J’ai toujours entendu parler du gouverneur Eboué qui
rallia publiquement le mouvement de la libération en prenant partie pour le
Général de Gaule à partir du Tchad dont il présidait les destinées. Je sais
aussi qu’à N’Djamena (Tchad), il y a un lycée qui porte son nom et un monument
qui lui est dédié non loin de l’hôtel de ville et de l’hôpital de référence
général. A part cela, je ne connais pas grand-chose de lui. Pourtant, la revue
Missi de juillet-août 1946 le présente à sa façon. Il est intéressant de
reprendre cet article pour se faire une idée du personnage.
Félix Eboué, né à Cayenne, en Guyane, le 26 décembre
1884, élève au lycée de Bordeaux, sportif et amateur de rugby, licencié en
droit, élève breveté de l’Ecole Coloniale. En 1908, affecté à la colonie de l’Oubangui-Chari
où il resta 27 ans.
« Son
intelligence, note René Maran, sa finesse native, sa calme droiture, sa lucide
activité, sa pondération, son parfait équilibre physique et moral font partout
merveille ».
Il mène une lente et
minutieuse enquête sur ses subordonnés. A ses recherches désintéressées qui
nous ont valu deux ouvrages ayant pour titre Les peuples de l’Oubangui et La
clef musicale des langages tambourines et sifflés, s’ajoute une lente maturation
de son expérience politique.
Vers 1932, coup sur coup, Félix Eboué, devient sécrétaire
général de la Martinique, Gouverneur par intérim du Soudan. Le 4 décembre 1936,
marque une étape décisive dans cette carrière jusqu’ici rectiligne. Un décret
ministériel nomme Félix Eboué Gouverneur de la Guadeloupe.

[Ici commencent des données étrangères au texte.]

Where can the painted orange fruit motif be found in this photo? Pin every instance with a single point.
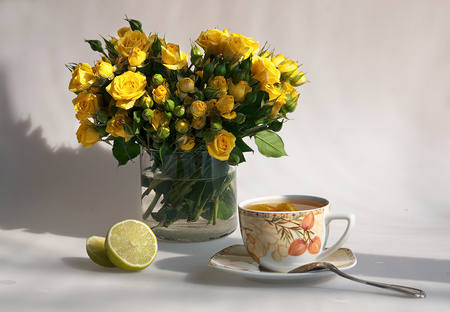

Vint la guerre. Félix Eboué présidait depuis 18 mois aux
destinées de la colonie du Tchad. Se rappelant qu’il est des heures où la
désobéissance peut être un devoir sacré, il se rallia publiquement au mouvement
de la Libération, bien qu’il n’ignorât plus à cette époque que deux de ses fils
avaient été faits prisonniers par les allemands. Son geste, symbole de
loyalisme et de fierté, produisit par le monde un effet extraordinaire… et
prouva aux nations de race blanche qui l’ignoraient encore que les gens de
couleur n’étaient pas des indifférents, que les noirs n’étaient pas des
ingrats.
En novembre 1940, Eboué, le premier de sa race devient
Gouverneur Général de l’AEF. Il sait qu’il est le point de mire de ses
compatriotes et que l’univers, à l’écoute de ses faits et gestes le respecte et
l’admire. L’heure a sonné pour lui de donner sa mesure et de faire triompher
les idées qu’il a soigneusement mûries tout au long de sa carrière. Elles
peuvent tenir en trois consignes.
Premièrement, la nouvelle politique indigène a pour but
de donner au-delà des améliorations économiques et matérielles « le sens
profond de la vie ».
Deuxièmement, il faut que les masses indigènes soient
maintenues et perfectionnées dans leurs cadres traditionnels ; il faut
éduquer les noirs en les laissant dans leur milieu.
Enfin, et cette troisième consigne est d’une résonnance
profondément chrétienne – « Rien ne peut être fait sans une parcelle d’amour ».
Ses idées allaient dominer la conférence de Brazzaville.
Au lendemain de celle-ci, épuisé par un travail surhumain, Eboué partait se
reposer en Syrie, mais, terrassé par la maladie, il mourait au Caire le 17 mai
1944. La France et la civilisation perdaient en lui un grand serviteur.